"La custode" di Karina Sainz Borgo (Einaudi, traduzione di Federica Nioli)

 


Un romanzo di cimiteri e bambini morti. Di violenza inaudita e malattia. Di corpi squarciati e frontiere insuperabili. Di canzoni e di feste. Di mercenari e narcos. Di fuga e cenere. Di stupri e parti. Di droga e alcool. Di follia e fiumi da valicare. Di croste purulenti e capelli rasati. Di donne incredibili e di donne morte. Di donne che si ribellano e combattimenti di galli. "La custode" di Karina Sainz Borgo (Einaudi, traduzione di Federica Nioli) è un romanzo che fa male, carnale, feroce, commovente, potentissimo, con un ritmo perfetto, quasi magico e favolistico. Un canto di speranza e dolore. Un canto di libertà e vita. Una preghiera per i morti e per quelli che si ostinano a voler vivere anche se tutto sembra appassito, impazzito, morto.

Coi cimiteri ho un rapporto quasi genetico. Ci ho trascorso tanto tempo nei cimiteri. Ci passo davanti tutti i giorni quando vado e torno dal lavoro. Ci vado ogni volta che torno nel mio paese.

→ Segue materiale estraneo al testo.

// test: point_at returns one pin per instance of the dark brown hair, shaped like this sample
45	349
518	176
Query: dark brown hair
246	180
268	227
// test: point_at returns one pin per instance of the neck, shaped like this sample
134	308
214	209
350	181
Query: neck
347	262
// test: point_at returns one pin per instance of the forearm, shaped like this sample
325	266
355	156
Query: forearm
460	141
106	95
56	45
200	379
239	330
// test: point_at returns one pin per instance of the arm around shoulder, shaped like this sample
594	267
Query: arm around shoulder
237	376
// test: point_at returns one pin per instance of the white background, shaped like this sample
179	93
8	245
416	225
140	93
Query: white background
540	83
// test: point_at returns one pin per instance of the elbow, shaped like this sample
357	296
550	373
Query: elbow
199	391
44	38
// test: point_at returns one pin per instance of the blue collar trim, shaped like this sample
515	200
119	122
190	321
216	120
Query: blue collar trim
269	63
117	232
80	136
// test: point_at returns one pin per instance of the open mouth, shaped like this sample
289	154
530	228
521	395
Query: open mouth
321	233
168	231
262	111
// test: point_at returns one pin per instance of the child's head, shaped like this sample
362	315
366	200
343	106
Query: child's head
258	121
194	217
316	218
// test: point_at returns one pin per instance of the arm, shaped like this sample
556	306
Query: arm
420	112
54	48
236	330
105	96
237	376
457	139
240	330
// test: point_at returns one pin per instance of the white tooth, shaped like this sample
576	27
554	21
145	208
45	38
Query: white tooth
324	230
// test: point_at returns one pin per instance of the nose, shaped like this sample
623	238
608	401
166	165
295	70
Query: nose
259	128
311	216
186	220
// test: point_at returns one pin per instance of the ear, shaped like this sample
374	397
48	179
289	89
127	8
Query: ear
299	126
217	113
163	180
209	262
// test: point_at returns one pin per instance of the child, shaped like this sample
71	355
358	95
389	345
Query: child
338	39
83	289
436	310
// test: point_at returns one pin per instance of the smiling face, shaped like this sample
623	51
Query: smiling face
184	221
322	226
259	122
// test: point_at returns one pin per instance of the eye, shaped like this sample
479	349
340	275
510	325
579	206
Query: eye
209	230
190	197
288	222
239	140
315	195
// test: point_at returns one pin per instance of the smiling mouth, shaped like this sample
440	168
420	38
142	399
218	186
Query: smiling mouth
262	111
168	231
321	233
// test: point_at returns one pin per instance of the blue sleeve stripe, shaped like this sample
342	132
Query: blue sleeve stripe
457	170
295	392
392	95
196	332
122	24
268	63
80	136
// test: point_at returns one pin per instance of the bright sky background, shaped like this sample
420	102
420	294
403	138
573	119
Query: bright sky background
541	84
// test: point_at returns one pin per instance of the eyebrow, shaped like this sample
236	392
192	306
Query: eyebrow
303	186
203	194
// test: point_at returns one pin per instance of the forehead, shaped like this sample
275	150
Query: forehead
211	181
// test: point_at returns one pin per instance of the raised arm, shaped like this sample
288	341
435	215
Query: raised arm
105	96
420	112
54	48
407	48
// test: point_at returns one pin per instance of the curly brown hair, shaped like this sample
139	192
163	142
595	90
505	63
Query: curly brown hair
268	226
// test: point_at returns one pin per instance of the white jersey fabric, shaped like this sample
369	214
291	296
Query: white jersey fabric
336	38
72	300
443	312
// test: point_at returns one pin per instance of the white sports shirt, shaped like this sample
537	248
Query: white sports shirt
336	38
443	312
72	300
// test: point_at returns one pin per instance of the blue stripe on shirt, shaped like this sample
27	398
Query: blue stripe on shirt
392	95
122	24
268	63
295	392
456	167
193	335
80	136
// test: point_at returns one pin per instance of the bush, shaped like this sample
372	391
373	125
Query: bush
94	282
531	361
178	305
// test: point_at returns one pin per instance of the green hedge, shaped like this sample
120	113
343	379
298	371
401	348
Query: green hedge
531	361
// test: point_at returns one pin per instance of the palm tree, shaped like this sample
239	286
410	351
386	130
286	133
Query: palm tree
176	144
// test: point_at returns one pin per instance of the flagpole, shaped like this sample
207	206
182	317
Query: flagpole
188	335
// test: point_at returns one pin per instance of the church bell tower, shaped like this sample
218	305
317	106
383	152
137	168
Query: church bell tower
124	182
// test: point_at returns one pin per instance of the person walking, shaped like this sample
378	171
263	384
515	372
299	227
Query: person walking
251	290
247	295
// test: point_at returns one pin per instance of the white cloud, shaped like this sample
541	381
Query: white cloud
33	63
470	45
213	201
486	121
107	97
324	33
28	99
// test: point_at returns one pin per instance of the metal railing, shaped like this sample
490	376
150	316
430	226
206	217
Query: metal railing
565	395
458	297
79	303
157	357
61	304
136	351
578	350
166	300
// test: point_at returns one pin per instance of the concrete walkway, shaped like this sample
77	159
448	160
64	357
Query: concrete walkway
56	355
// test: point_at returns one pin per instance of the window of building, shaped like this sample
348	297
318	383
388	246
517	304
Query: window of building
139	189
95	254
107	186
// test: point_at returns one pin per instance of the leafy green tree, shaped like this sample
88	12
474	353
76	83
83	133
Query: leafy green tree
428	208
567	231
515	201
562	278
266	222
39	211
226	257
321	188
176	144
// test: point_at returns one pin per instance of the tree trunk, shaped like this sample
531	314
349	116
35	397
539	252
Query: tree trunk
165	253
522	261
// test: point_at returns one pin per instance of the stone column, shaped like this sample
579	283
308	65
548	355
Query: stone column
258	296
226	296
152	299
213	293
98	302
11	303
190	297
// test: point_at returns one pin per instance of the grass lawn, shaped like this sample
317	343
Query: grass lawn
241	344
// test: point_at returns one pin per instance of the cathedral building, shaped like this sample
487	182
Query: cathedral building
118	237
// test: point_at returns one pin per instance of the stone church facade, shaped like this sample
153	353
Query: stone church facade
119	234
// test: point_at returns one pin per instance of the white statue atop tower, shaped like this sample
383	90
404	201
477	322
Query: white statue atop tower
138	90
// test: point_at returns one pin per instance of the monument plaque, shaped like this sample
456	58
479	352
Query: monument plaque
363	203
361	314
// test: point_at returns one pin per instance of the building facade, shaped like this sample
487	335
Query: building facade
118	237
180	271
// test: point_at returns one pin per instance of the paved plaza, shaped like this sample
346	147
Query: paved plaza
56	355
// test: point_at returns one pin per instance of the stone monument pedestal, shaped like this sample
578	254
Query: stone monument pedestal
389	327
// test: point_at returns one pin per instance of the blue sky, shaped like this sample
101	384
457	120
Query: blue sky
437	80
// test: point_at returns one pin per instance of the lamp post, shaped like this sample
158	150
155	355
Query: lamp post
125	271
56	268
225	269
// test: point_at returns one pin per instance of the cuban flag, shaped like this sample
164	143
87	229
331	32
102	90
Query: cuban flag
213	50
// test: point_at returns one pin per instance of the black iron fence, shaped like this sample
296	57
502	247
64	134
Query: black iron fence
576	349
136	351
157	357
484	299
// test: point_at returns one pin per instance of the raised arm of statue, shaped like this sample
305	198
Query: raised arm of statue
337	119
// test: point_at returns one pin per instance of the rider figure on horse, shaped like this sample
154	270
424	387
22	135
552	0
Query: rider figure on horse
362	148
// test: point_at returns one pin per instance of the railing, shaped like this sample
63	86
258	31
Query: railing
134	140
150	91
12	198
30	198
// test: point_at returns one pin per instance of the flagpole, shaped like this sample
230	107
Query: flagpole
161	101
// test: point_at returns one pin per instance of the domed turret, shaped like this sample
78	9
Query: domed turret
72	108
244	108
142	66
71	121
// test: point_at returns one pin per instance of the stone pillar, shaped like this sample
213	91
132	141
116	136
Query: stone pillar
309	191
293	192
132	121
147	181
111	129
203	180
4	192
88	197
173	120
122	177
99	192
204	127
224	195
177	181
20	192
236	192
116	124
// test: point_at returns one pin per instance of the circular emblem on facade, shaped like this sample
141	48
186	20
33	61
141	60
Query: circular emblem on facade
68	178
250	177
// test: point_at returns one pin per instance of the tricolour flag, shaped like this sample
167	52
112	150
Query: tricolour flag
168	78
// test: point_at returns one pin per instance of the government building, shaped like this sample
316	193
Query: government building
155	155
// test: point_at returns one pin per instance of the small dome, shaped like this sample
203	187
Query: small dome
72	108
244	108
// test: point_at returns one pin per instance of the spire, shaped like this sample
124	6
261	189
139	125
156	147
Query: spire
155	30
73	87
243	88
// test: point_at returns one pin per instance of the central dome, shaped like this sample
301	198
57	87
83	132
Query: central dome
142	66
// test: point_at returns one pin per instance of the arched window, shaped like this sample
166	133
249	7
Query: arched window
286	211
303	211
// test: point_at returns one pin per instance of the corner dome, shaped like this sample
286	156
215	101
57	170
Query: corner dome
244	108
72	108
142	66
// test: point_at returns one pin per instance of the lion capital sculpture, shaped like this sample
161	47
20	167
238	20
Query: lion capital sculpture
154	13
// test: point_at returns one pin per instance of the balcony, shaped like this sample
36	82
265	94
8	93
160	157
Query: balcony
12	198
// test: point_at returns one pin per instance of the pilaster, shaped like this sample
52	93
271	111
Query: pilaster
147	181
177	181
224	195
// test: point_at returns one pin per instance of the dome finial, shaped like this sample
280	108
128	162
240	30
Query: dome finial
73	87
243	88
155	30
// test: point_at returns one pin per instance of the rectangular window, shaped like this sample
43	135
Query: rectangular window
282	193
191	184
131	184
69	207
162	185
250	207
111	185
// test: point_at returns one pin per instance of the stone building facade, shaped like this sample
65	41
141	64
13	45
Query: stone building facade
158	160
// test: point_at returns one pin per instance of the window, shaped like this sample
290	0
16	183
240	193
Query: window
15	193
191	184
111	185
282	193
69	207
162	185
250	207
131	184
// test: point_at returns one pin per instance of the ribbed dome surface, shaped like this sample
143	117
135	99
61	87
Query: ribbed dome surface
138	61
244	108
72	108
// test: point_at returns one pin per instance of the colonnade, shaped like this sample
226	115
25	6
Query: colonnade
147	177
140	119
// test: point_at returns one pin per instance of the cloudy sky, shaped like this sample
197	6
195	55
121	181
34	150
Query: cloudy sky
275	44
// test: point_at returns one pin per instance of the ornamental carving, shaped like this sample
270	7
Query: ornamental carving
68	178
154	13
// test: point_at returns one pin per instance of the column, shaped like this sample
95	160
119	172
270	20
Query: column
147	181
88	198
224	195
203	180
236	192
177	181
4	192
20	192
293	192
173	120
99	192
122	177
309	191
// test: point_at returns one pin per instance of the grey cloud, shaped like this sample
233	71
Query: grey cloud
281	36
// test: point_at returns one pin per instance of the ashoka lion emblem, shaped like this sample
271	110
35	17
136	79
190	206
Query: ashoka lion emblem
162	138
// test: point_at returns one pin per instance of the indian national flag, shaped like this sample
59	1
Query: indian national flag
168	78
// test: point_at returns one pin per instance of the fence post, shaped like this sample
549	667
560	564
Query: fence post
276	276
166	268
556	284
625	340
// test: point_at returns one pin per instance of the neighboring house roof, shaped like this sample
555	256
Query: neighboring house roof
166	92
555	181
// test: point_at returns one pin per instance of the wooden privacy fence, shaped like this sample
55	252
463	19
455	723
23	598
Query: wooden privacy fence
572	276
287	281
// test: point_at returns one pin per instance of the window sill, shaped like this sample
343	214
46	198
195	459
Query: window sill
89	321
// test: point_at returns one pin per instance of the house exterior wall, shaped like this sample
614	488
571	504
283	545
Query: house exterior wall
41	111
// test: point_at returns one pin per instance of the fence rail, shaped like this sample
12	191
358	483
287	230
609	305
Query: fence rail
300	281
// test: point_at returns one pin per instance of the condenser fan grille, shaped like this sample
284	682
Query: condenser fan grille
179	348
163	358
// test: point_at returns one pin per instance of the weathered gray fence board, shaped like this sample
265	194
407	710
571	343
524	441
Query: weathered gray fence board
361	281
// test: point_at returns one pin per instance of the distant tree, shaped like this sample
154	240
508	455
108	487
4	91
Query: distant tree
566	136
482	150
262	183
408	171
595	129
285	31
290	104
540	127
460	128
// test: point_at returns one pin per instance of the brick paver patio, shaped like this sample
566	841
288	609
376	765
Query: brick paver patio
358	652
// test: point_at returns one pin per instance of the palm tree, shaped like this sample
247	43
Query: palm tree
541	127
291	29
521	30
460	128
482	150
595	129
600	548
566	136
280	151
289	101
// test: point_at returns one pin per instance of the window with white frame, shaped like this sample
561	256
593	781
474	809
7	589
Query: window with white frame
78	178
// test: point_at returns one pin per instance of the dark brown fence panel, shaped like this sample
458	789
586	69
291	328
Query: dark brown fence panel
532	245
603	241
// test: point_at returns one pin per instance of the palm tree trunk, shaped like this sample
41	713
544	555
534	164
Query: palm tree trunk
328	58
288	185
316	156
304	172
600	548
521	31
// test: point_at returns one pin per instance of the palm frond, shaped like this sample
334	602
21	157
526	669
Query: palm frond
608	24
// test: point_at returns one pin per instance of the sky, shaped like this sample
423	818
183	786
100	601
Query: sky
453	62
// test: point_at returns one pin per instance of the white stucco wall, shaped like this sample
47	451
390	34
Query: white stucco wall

La mia nonna materna nel 1944 rimase sdraiata per un giorno sulla tomba del figlio sedicenne morto in ospedale mentre lei era ricoverata in un altro ospedale. Non era presente al funerale. Lo aveva perso e basta. Mi hanno raccontato che mia nonna, allora aveva 42 anni, aveva avvolto la tomba coi suoi lunghissimi capelli e il suono che le usciva dalla bocca chiusa era straziante. Con lei sono andato sulla tomba di suo marito e di suo figlio. E ogni volta che accarezzava la foto del figlio piangeva e le usciva un suono dalla bocca che mi spezzava in due il cuore. 

"È come un fantasma per me."

Ogni volta che torno davanti alla tomba di mia madre certe volte penso che è quasi più viva lei di me.

La morte di mio zio Adriano è stata una ferita aperta anche per mio zio Ezio che era nato nel 1930. 

Quando era ancora in vita mi capitava di andare al cimitero e vedere mio zio davanti alla tomba coi suoi genitori e suo fratello. Giacca, cravatta, scarpe sempre lucide. Sapevo che non dovevo avvicinarmi perché odiava farsi vedere mentre piangeva. 

Mia madre aveva le stesse labbra di mio zio che aveva lineamenti quasi femminili.

Ogni volta che lo guardo sogno di sentirlo suonare il pianoforte.